As a simple case, if I had to make only one ball to have a different radius and attraction property than the others, what would be the simplest way to do that?

As a general case, I would like to make the radius and attraction particles of different particles as different. What would be the simplest way to do that. If I were to write in C++, I would have defined a particle class with variable attributes and pass an array of that class while performing calculations in Would something like that work here too? The current particle code passes pointers to position and velocity vectors separately.

I basically want to make sure when I make these changes, I don’t screw up the performance that the current code provides!


It probably wouldn’t work or would work very slowly.
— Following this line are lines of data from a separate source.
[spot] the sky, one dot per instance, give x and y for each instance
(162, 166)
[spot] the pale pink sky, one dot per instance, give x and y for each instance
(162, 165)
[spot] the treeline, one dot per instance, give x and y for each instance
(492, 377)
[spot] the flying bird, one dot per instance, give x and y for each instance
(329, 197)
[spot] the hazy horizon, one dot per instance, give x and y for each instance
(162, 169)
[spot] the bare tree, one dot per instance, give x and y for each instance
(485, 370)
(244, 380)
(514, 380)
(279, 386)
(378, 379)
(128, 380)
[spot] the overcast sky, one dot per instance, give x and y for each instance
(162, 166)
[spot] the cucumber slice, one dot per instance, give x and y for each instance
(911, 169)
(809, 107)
Class objects tend to be big (comprising many attributes) and GPU’s memory fetching is optimized for primitive elements (32 bit words, 64 bit double words or 128 bit quad words).
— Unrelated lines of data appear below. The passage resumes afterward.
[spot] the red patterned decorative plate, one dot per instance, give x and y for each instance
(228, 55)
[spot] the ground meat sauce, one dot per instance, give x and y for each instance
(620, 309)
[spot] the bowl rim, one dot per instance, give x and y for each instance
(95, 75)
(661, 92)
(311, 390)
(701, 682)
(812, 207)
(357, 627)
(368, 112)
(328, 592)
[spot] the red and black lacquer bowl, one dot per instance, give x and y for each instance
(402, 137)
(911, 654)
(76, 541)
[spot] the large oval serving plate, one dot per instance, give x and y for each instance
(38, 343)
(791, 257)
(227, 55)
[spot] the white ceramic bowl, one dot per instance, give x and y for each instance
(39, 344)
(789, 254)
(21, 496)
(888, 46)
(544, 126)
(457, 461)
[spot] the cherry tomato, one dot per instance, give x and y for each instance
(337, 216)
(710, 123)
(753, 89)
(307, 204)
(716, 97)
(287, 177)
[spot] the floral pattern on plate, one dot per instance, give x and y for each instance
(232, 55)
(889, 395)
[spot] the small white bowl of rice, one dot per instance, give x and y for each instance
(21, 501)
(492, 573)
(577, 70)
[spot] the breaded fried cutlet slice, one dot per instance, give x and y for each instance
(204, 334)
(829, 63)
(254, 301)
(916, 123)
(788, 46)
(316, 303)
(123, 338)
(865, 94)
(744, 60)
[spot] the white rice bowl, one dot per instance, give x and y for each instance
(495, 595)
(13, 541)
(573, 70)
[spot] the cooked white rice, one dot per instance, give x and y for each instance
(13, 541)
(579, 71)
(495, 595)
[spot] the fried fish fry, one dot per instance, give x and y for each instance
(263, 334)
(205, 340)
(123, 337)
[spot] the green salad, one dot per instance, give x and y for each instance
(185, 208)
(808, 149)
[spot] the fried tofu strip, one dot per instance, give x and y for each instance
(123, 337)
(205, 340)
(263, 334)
You would probably be much better off with an additional array of radii that you would read in the kernel.

Mark Harris in his slides on optimisation writes:
“Reading structures of size other than 4, 8, or 16 bytes will break coalescing:
Prefer Structures of Arrays over AoS”

You can certainly use structs (and non-polymorphic classes). In fact, as mark harris said, reading structures of 4, 8, or 16 bytes will coalesce perfectly ;)

But, it’s true, you may need to take extra precautions with structs. Think about the rules of coalescing, etc, and you should be able to figure these out intuitively. (Sometimes you may need to reinterpet the array of structs as an ordinary array, so that threads can cooperatively load it into smem or whatnot). But in sum, I’d rather choose the potential headache of dealing with coalescing than to throw out structs, classes, member functions, operator overloading, etc.